スマホで読書

 スマホで読書も悪くない。

 しかし、スマホのみで読書していると、国語力は下がると思う。

 あくまでも「のみ」がつきます。そして、個人的な見解なので、読み流してください。


 スマホで漫画が読めるようになったとき、読みにくい! イライラする! と思った。それは、子どもの勉強を見ていたとき、見開きのページをなぜか半分に折って読んでいたときのいらだちに似ていた。

 そう、わたしは、まず見開き映像を脳内に一度入れてから、読んでいくのである。絶対にそうである。だから、見開きページで読まないといらいらするし、「遅い!」と思ってしまうのである。それは、漫画だけでなく、小説や評論でも同じ。見開きでまず、脳内に入れる。

 だから、文章から何かを探すのも得意だ。

 流し読みをして、ひっかかるキーワードを察知する。

 この「最初に脳内に入れた文書を流し読み技術」は何かを素早く把握するに役立つ。

 スマホで読書しているときは、単に流し読みになってしまう。ざーっとスクロールするから。スピードが求められている気もする。その場合、「まず全体を脳内に入れてから読む」というステップなしに、流れるように読むので熟読とか精読がしにくくなる。


 熟読とか精読という読み方が出来ないと本を味わうことは出来ないような気がする。試験対策的に言えば、熟読精読なしに読解力はつかないし、テストで点は取れない。国語のテストは「何が書かれているか」を問うものだから、そこでは精読の力が問われている。


 国語力というのは読解力記述力のことで、読解力には熟読する力、精読する力が必要になると思う。そして、国語力の意味するものには「物語を味わうこと」「評論を読んで思考すること」も含まれているはずだ。でも、スマホでのみの読書だと、スピードだけが重視されて、熟読とか精読とか、そういう力は身につきにくい気がする。
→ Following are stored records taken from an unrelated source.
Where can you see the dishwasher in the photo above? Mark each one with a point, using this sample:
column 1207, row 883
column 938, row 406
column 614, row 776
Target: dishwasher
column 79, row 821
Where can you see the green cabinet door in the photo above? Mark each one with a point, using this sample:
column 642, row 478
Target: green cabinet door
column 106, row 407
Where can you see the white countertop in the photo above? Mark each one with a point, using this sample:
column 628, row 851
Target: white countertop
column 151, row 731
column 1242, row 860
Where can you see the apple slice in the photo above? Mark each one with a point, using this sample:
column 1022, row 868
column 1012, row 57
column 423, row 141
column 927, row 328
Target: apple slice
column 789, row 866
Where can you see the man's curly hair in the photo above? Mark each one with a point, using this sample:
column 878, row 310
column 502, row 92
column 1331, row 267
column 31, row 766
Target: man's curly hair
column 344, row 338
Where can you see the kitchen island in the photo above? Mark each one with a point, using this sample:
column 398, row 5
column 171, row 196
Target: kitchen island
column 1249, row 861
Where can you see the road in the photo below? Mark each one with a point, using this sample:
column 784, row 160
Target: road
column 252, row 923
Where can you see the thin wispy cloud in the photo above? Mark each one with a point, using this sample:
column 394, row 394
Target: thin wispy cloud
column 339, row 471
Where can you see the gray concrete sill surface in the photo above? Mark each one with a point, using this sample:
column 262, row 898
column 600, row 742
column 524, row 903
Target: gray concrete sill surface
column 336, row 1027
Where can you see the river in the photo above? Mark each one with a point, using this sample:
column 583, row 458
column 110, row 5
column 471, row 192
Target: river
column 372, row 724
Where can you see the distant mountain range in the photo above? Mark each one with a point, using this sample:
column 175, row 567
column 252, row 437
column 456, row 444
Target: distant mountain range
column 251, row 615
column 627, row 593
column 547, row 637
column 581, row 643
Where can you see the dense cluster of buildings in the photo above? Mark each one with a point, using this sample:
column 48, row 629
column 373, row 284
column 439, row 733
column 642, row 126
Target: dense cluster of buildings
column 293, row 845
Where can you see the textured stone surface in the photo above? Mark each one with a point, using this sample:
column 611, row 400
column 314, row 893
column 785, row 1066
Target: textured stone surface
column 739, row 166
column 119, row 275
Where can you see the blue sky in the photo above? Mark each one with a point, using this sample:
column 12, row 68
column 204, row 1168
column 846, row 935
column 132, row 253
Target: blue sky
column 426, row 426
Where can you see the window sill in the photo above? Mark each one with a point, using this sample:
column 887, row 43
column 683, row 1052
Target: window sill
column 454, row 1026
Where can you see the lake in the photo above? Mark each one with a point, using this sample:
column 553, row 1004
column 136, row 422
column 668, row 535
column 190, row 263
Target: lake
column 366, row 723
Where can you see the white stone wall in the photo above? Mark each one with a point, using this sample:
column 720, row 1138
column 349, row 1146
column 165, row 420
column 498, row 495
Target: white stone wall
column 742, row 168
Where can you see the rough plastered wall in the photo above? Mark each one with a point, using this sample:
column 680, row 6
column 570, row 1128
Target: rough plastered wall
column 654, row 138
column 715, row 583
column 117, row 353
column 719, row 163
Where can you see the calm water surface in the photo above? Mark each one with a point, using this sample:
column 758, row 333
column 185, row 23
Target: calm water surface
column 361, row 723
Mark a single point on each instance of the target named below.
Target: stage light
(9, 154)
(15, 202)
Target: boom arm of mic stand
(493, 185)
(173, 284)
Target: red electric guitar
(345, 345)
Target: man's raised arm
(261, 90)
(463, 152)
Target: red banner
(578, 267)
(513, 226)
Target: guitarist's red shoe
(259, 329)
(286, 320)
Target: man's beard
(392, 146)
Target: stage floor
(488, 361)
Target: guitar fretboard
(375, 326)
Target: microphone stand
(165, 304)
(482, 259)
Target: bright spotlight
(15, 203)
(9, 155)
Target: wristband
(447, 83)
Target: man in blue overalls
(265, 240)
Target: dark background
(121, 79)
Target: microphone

したがって、「味わう」とか「思考する」ことも身につきにくい。

「味わう」とか「思考する」というのは、同じ文章を何度も読んだり、時に読むのをやめて本を伏せて考えたり、或いはまた前のところに戻ったりすることで出来ることではないだろうか。それには熟読とか精読の力が必要だと、わたしは思う。


 スマホで読書では、なかなか「同じ文章を何度も読む」ことや「前に戻ること」がしにくい。それに、最初に見開き文章を脳内に入れるということがしにくいので、「全体を把握してから、じっくり読む」ということが出来ないわけである。少なくともわたしは。

「スマホで読書」としたけれど、パソコンも同じかな、と思う。

 読むだけなら、文字数の大きさや手軽さを考えると、実はスマホの方がしやすい。パソコンは画面が大きく文字も大きいから、一度に脳内に収納出来る文字数が少なくなる。


 まあ、とは思うのだけど、新しい時代を生きる若者は違うかもしれない。

 あくまでも、紙媒体で育った人間の戯言である。